Critical Vulnerability

Anubis Ransomware exploits Citrix Bleed 2 for access

Threat actors associated with the Anubis ransomware operation have been observed exploiting the Citrix Bleed 2 (CVE-2025-5777) vulnerability to obtain initial access. 'Although tactics differ between

What Happened

Threat actors linked to the Anubis ransomware operation are exploiting the newly disclosed Citrix Bleed 2 vulnerability CVE-2025-5777 to gain initial access to target networks. Attack intelligence from multiple sources indicates the group has expanded its arsenal beyond opportunistic exploitation, now combining this vulnerability with Bring Your Own Vulnerable Driver (BYOVD) attacks and procurement of stolen supply chain credentials. The shift represents a notable escalation in the group’s operational maturity, moving toward multi-vector intrusion chains that compound the difficulty of defense.

Why It Matters

Anubis is a relatively new ransomware actor, but its adoption of these techniques signals a dangerous convergence. The Citrix Bleed 2 exploit targets Citrix Application Delivery Controller (ADC) and Gateway appliances running unpatched firmware, providing attackers with initial footholds without authentication. BYOVD attacks allow the group to disable endpoint detection and response (EDR) agents by loading a signed but vulnerable kernel driver - effectively blinding defenders to lateral movement. Compounding this, supply chain credential theft gives Anubis persistent access even after the initial exploitation vector is closed. For organizations relying on Citrix appliances, this is not a theoretical threat: public-facing Citrix instances are actively being scanned.

Technical Details

CVE-2025-5777 is a heap-based buffer overflow in the Citrix ADC web interface, allowing unauthenticated remote code execution. Proof-of-concept code is already circulating on closed Telegram channels. The BYOVD component targets the same signed but flawed kernel driver used by other groups (e.g., the driver identified as ntoskrnl.sys variant). Anubis operators are known to purchase compromised credentials - including those for privileged service accounts - via underground forums, enabling them to skip credential guessing and deploy ransomware directly.

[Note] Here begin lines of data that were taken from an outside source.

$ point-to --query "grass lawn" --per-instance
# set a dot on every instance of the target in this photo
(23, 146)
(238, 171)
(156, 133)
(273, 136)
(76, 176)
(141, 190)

Indicators include anomalous Citrix ADC logins from unexpected IP ranges, driver installation events flagged by system integrity checks, and SMB lateral movement from the initial foothold to domain controllers. The group has been observed dropping the Styx stealer payload post-exploitation for credential harvesting and reconnaissance.

Immediate Risk

The risk is critical for any organization with unpatched Citrix ADC or Gateway appliances exposed to the internet. Anubis does not target a specific vertical - the group targets any accessible Citrix instance. The BYOVD attack component bypasses most EDR solutions, and the supply chain credential element means that even patched systems could be recompromised if credentials are already stolen. CISA has not yet added CVE-2025-5777 to the Known Exploited Vulnerabilities catalog, but active scanning suggests inclusion is imminent.

Security Insight

The key defensive takeaway here is that Anubis is exploiting the lag between disclosure and patch deployment, but they are also targeting the remediation event itself. The group has been observed using stolen credentials to authenticate after a patch is applied - meaning organizations that patch but do not rotate all exposed credentials remain vulnerable. This mirrors the Conti playbook of 2021, where post-patch credential reuse led to re-compromise. The only effective response is to simultaneously: (1) apply the Citrix patch, (2) rotate all credentials stored or cached on any appliance, and (3) audit for any unexpected driver loads or EDR tampering within the last 30 days. Treat the remediation window as a recovery operation, not a simple patch cycle.